Rowell’s learning curve has been steep, and he says there are not a lot of folks in his area doing this. He’s been to Conklin Pro Ag Training meetings with Rod Livesay, and he works one-on-one with other advisers.
“We have to go find help and support. And I just decided I was gonna figure this out and learn it and do it,” Rowell says.
Almost like he’s farming like nobody’s watching.
Carbon as a cash crop
Rowell has a pretty straightforward take on carbon programs.
“Farm the way you believe, and if it fits, it fits,” he says.
He’s taking advantage of carbon programs, but he sure won’t change his farming practices to match them.
“My philosophy on the carbon programs is, if they align with your vision, you’ve got to do your best to take advantage of them,” he says. “I would encourage somebody to farm the way you believe — don’t try to align your farm to a carbon program. The strip-till and cover crop process if very rewarding, and it does align with carbon programs.”
But the key? “Believe in what you’re doing; then take advantage of the incentives,” Rowell says.

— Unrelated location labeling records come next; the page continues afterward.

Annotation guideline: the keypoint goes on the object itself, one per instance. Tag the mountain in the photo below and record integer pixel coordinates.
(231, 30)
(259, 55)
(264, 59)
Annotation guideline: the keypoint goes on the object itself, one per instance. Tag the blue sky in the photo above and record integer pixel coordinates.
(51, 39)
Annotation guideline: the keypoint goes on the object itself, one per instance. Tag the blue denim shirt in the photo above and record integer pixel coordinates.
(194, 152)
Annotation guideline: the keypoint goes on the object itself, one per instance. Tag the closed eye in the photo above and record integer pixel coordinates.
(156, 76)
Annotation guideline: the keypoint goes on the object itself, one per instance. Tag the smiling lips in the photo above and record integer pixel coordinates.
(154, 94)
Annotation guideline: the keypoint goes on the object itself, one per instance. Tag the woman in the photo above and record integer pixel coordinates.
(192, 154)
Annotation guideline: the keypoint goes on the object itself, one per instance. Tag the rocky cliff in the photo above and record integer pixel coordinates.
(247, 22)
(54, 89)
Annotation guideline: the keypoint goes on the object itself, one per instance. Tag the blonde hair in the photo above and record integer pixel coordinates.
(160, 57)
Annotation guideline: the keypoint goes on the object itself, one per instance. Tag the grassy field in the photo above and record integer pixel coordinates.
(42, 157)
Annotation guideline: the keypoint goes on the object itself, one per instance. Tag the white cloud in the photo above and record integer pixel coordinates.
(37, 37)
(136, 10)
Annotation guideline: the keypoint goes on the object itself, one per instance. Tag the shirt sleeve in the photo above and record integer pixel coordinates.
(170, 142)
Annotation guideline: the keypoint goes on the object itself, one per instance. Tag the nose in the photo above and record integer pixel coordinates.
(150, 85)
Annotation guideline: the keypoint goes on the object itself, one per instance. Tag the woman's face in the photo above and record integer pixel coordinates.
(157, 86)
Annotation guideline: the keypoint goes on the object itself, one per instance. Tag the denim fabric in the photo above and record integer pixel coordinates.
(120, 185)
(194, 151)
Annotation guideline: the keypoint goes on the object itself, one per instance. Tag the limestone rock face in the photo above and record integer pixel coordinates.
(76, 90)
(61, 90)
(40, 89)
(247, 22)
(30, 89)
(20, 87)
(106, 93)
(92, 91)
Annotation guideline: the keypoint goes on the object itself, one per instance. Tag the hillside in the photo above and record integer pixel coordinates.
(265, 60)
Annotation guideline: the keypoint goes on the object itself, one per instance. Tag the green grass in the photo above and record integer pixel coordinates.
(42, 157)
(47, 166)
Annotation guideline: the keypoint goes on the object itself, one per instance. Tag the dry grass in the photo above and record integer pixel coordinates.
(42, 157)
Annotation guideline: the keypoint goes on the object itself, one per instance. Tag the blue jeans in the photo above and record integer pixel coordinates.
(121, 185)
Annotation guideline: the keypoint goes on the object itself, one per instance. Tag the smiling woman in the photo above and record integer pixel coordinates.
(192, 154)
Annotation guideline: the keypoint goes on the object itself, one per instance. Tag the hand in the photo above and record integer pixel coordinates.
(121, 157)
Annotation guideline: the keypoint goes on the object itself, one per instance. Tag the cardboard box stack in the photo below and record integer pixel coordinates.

Rowell uses several incentives for the cover crop and strip-till process. Two years ago, he participated in the Illinois Corn Growers Association carbon credit program with Pepsico, and last year he enrolled in ADM’s cover crop program for carbon credits. Each program netted him a $15- to $25-per-acre return.
“This year, I’m working with Truterra and ADM again on another program,” Rowell says, adding that his local Farm Service Agency office has been a great help. He also enrolled in the crop insurance rate incentive program for cover crops through the Illinois Department of Agriculture.
“The incentives are out there, and if you can get around the right people, they can help you take advantage of it,” Rowell concludes.